Platform pressure is increasing
The arrest comes only weeks after Department of Justice prosecutors met with Polymarket over potential insider-trading violations. That timing suggests regulators are already examining the broader enforcement posture around event-based trading platforms, not just one isolated user account.
The report also places the US case in an international context. In February, Israeli authorities arrested two citizens, an Army reservist and a civilian, for allegedly leaking classified information by placing Polymarket wagers connected to military operations. That parallel underscores how prediction markets can become especially sensitive when they intersect with defense and intelligence information.
Kalshi, Polymarket’s main US rival, is also mentioned in the report as having recently fined three politicians for violating its insider-trading rules. However, it did not refer those violations for further enforcement to the Commodity Futures Trading Commission, the federal regulator overseeing prediction markets. Taken together, these details suggest a sector under growing stress from the same question: how should insider-trading norms apply when the asset being traded is the likelihood of an event rather than a corporate security?
Polymarket’s response and the regulatory message
After Van Dyke’s arrest became public, Polymarket said on social media that it had identified a user trading on classified government information, referred the matter to the Justice Department, and cooperated with the investigation. The company declined further comment in the report.
That statement is notable because it positions the platform as a cooperating actor rather than a passive host. It also implies that platforms may increasingly be expected to detect suspicious behavior and escalate it to law enforcement when nonpublic government information appears to be involved.
CFTC Chairman Michael Selig delivered a stronger regulatory signal. In a statement quoted in the report, he said that anyone engaging in fraud, manipulation, or insider trading in these markets would face the full force of the law. He also tied the alleged conduct to national-security risk, saying the defendant had been entrusted with confidential information about US operations and acted in a way that endangered American service members.
That language suggests the case will not be treated as a narrow compliance matter. Regulators appear prepared to frame misconduct on prediction markets as a threat both to market integrity and, in some cases, to operational security.
What comes next for event-based trading
The Van Dyke case could become a defining early test of how US authorities police information advantages in event markets. Traditional insider-trading frameworks developed around securities and material nonpublic corporate information. Prediction markets raise a related but distinct challenge because the tradable asset is often a political, military, or legal outcome.
The federal prosecution does not resolve all of those legal questions, but it does make one point unmistakably clear: authorities believe existing market-manipulation and commodities laws can reach at least some forms of trading based on classified government knowledge. That will likely matter to platforms, regulators, lawmakers, and participants alike.

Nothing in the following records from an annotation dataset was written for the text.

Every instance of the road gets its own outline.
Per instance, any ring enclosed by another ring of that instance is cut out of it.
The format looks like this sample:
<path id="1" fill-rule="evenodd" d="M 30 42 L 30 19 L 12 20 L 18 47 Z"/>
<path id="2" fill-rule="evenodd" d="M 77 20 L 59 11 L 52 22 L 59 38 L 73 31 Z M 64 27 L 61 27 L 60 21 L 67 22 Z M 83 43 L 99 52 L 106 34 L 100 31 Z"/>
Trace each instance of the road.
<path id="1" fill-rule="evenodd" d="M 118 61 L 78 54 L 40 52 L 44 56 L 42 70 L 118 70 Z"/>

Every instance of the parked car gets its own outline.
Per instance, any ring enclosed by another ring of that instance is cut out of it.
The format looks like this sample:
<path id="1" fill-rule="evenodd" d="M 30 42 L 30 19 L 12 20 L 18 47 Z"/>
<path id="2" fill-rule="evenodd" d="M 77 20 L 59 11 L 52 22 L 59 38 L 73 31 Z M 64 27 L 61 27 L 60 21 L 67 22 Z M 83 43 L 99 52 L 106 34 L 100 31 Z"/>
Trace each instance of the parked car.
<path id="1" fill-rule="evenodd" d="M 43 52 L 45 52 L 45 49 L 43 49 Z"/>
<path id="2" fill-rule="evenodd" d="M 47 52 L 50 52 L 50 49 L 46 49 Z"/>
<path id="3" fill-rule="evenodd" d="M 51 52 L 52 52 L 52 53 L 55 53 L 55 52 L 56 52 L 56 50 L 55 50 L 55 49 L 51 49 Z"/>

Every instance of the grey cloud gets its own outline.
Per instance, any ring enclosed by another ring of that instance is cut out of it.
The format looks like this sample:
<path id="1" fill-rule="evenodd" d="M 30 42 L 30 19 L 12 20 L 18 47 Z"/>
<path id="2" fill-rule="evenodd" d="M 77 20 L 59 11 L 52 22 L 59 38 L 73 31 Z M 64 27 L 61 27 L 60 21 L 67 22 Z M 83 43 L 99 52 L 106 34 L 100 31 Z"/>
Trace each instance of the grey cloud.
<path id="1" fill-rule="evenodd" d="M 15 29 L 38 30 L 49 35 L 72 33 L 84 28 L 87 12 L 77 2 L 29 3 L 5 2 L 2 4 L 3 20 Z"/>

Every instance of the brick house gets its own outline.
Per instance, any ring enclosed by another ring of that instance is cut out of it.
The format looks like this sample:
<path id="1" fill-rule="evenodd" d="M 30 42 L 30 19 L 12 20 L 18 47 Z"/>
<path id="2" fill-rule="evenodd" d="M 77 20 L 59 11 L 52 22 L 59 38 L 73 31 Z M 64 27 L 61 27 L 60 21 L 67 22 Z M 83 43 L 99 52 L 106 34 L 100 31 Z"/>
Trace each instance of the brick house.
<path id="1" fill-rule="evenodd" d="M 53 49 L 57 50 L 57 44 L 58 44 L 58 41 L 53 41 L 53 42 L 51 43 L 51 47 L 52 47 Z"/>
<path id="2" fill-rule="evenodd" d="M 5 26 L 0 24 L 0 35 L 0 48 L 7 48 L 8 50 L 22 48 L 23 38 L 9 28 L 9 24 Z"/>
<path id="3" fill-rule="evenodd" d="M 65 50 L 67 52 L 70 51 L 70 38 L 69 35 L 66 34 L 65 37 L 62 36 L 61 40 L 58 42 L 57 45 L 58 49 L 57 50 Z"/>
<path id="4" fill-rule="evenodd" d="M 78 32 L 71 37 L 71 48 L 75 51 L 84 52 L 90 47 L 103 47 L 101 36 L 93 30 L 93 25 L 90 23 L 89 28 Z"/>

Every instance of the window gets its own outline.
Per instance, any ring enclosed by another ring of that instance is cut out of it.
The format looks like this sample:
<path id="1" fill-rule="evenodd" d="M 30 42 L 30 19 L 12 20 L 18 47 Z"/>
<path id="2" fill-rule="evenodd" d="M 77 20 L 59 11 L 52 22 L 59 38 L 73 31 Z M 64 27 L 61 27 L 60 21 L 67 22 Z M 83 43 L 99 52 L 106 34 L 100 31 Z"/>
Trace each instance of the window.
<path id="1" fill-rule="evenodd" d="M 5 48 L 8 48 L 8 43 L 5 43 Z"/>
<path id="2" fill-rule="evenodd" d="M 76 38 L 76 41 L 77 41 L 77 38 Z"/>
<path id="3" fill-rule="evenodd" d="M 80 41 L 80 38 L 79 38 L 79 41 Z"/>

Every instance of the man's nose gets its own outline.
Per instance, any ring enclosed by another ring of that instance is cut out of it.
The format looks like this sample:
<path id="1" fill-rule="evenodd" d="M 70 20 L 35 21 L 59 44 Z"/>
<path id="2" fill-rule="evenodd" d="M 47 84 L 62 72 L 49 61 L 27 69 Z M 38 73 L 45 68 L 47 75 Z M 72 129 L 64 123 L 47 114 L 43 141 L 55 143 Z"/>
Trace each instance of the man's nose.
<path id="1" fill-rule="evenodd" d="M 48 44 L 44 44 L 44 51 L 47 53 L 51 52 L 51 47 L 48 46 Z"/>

For the industry, the immediate issue is trust. Prediction markets depend on the idea that users are competing on analysis, judgment, and publicly available signals. A case built around classified intelligence cuts directly against that premise. If more such cases emerge, calls for tighter surveillance, mandatory reporting, and stronger compliance systems are likely to intensify.
For now, the Van Dyke indictment marks a first in the United States and a warning to a rapidly growing sector: as prediction markets move closer to the center of finance and public life, they are also moving closer to the full weight of enforcement.